In July, Rubin announced 550,000 daily activations while in December that had increased to 700,000, an increase each month to the daily activations of an additional 30,000. But between December and February, that monthly increase in activations has expanded to 75,000, two and a half times that of the monthly increase from July to December. Impressive doesn't seem adequate to describe it. And remember, that doesn't include any devices without Google Services.

As many Android devices as people in South America?

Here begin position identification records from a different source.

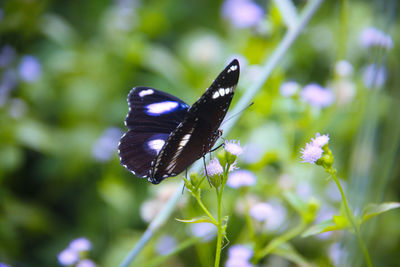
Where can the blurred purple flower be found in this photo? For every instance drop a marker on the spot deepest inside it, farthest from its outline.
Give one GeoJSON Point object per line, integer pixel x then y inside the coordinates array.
{"type": "Point", "coordinates": [239, 256]}
{"type": "Point", "coordinates": [86, 263]}
{"type": "Point", "coordinates": [241, 178]}
{"type": "Point", "coordinates": [104, 148]}
{"type": "Point", "coordinates": [343, 68]}
{"type": "Point", "coordinates": [252, 153]}
{"type": "Point", "coordinates": [374, 76]}
{"type": "Point", "coordinates": [233, 147]}
{"type": "Point", "coordinates": [317, 96]}
{"type": "Point", "coordinates": [289, 88]}
{"type": "Point", "coordinates": [214, 168]}
{"type": "Point", "coordinates": [165, 245]}
{"type": "Point", "coordinates": [311, 153]}
{"type": "Point", "coordinates": [242, 13]}
{"type": "Point", "coordinates": [273, 214]}
{"type": "Point", "coordinates": [373, 37]}
{"type": "Point", "coordinates": [80, 244]}
{"type": "Point", "coordinates": [205, 230]}
{"type": "Point", "coordinates": [7, 55]}
{"type": "Point", "coordinates": [29, 69]}
{"type": "Point", "coordinates": [304, 190]}
{"type": "Point", "coordinates": [320, 140]}
{"type": "Point", "coordinates": [68, 257]}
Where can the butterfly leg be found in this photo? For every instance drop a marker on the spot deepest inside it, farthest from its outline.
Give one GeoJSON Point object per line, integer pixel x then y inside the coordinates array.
{"type": "Point", "coordinates": [205, 170]}
{"type": "Point", "coordinates": [218, 147]}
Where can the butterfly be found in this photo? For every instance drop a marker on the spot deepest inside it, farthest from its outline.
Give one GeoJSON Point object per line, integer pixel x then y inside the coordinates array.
{"type": "Point", "coordinates": [166, 135]}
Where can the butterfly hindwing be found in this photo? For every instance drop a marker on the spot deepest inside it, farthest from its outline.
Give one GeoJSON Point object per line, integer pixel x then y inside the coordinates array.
{"type": "Point", "coordinates": [152, 116]}
{"type": "Point", "coordinates": [151, 110]}
{"type": "Point", "coordinates": [198, 132]}
{"type": "Point", "coordinates": [137, 150]}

Rubin has also confirmed that there are more than 300 million Android devices in the wild, around 16 million shy of total iOS iDevices which had a year and a half head start and whose ranks are inflated by iPods. It would seem that at the rate that Google's mobile OS continues to grow, there will be more Android kit in user's hands than the Apple competition in fewer than two months from now. The most recent activation estimates for all of Apple's iOS iGadgets, excluding the iPod, indicate they are approximately half of Android's official activation numbers. On the other hand, WinPhone's share at present is so small that it looks like a margin of error rather than a competitive attempt. But it's early days and some of us well remember the pre-Droid days when Android's chances looked similarly underwhelming, so we can't count MS and Nokia out yet.

Rubin's blog also contained the interesting tidbit that the number of Android apps has trebled in just one year. Which points to the platform as being a fertile ground for developers and should see the Market become first priority over of the Apple App Store in the near future. In case the actual numbers matter to you, at the last MWC there were 150,000 apps in the Market and as of today, that number now exceeds 450,000, more than I personally would bother browsing.